Mes œuvres les plus récentes explorent d’autres aspects du paysage maritime. Dans Le débarquement de Noé (2007), je revisitais le mythe du déluge et le débarquement de Noé avec sa précieuse cargaison d’espèces menacées de disparition. Archipel (2008), présenté à la Biennale nationale de sculpture contemporaine de Trois-Rivières, Québec, prenait la forme d’une table à dessin ou table de navigation avec une bande sonore composée de centaines de titres de livres avec le mot « île » récités en litanie, martelant l’espace comme des vagues.L’œuvre in situ Nieznana Wyspa (L’île inconnue, 2008) a été réalisée dans le port de Gdynia en Pologne, comme un rappel que les îles inconnues ne sont pas toujours lointaines au-delà des mers périlleuses.Utopiae Insulae Figura (2008-09) s'inspire du célèbre essai de Thomas More, Utopia, et témoigne d’un parcours entre mon île, le modèle utopien de More et la réalité contemporaine des îles artificielles qui dépasse la fiction.

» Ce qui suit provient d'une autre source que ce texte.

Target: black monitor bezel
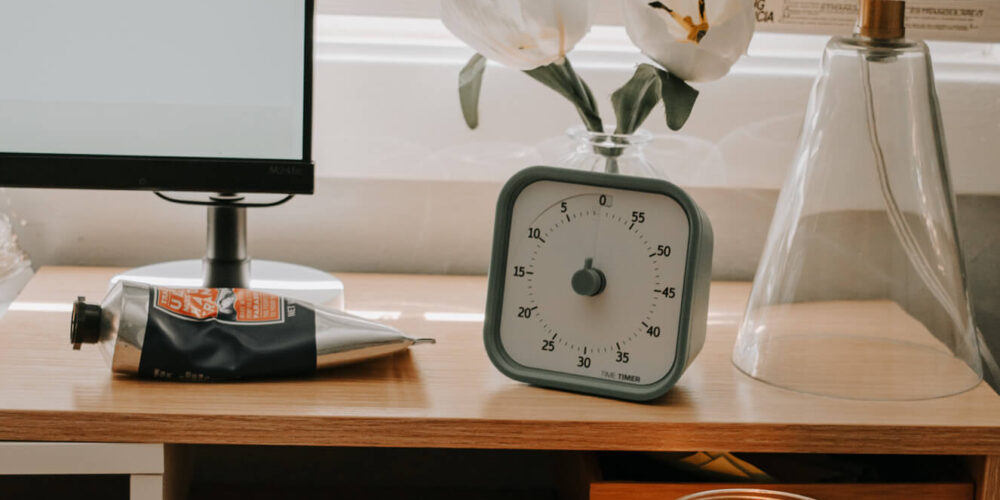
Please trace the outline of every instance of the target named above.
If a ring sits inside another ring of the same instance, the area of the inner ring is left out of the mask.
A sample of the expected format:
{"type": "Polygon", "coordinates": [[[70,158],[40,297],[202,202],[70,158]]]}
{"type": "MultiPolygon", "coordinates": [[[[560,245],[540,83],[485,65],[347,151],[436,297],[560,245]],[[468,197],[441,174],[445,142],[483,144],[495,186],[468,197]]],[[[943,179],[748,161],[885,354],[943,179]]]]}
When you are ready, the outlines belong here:
{"type": "Polygon", "coordinates": [[[0,186],[312,194],[314,0],[303,1],[301,160],[0,152],[0,186]]]}

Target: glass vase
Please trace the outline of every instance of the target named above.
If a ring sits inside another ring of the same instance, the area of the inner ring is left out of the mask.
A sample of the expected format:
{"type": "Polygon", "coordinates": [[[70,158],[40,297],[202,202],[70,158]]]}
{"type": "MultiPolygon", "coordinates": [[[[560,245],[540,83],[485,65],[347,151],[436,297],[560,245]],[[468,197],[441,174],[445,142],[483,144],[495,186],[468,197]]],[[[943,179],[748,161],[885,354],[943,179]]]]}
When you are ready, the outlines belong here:
{"type": "MultiPolygon", "coordinates": [[[[614,127],[606,127],[614,130],[614,127]]],[[[583,127],[566,131],[573,141],[573,152],[559,166],[593,172],[664,178],[646,159],[643,149],[652,134],[637,130],[632,134],[591,132],[583,127]]]]}
{"type": "Polygon", "coordinates": [[[851,399],[982,378],[930,55],[834,38],[778,201],[733,362],[851,399]]]}

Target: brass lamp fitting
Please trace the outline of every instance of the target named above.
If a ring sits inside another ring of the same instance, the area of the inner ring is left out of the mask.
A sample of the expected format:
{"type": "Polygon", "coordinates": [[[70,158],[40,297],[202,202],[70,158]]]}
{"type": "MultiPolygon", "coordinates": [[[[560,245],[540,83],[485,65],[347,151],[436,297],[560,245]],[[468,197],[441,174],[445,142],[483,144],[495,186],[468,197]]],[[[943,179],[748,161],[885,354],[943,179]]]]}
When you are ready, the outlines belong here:
{"type": "Polygon", "coordinates": [[[857,34],[875,40],[888,40],[906,36],[903,21],[906,2],[903,0],[861,0],[857,34]]]}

Dans le cadre d’une résidence au Pays de Galles, au printemps 2009, j’ai installé. le long du sentier qui mène à la camera obscura d’Aberystwyth, un grand miroir convexe en haut d’un poteau de lampadaire. Sous le titre Sentinelle, cette œuvre permanente nous rappele que «seul un miroir peut dire la beauté objective de la mer ». Invité à créer une œuvre à Caraquet, Nouveau-Brunswick, dans le cadre du Congrès mondial Acadien, je renouais encore une fois avec le sujet de la pêche en créant Arrivage, de grandes caisses plantées sur l’eau et sur le rivage et sur lesquelles on peut lire des noms de poissons et leur provenance maintenant que les stocks sont disparus de nos côtes.

Avec la collaboration de la Manif d’art de Québec, j'ai participé à l’édition 2009 de la Biennale Vento Sul à Curitiba, Brésil. L’équation de l’eau (Equação da água) propose une représentation de l’eau, à l’allure scientifique, apparemment dépourvue d’émotions, comme le ferait une carte ou un plan, mais loin d’une formule aride, elle s’étale comme autant de nénuphars à l’ombre du petit pont, sur le lac où se mire l’Opera de Arame, faisant ainsi un clin d’œil au Bassin aux nymphéas de Monet.

Les impulsions qui me poussent à explorer les îles et les archipels pour ce qu’ils ont de pouvoir évocateur m'ont mené à la découverte des écrits de la géographe Françoise Péron qui ont inspiré le titre de l'exposition Désirs d'îles présentée au Centre d'exposition Circa en octobre 2009. Ce corpus de travail témoigne une fois de plus de mon esprit islomane à travers des représentations de l'île qui m'habite et que je transporte avec moi comme un enfant tire son dada.

À travers des œuvres in situ qui prennent souvent pour appui mythes et légendes, écueils et naufrages, c’est toujours un peu de ma propre histoire qui s’inscrit dans de nouveaux paysages. Je demeure en même temps perméable aux lieux et aux gens qui les habitent, et m’attarde à développer de nouveaux rapports avec le monde maritime et la culture insulaire. De là naissent des images inédites, parce que devant la mer à perte de vue, l'esprit se met à inventer des horizons.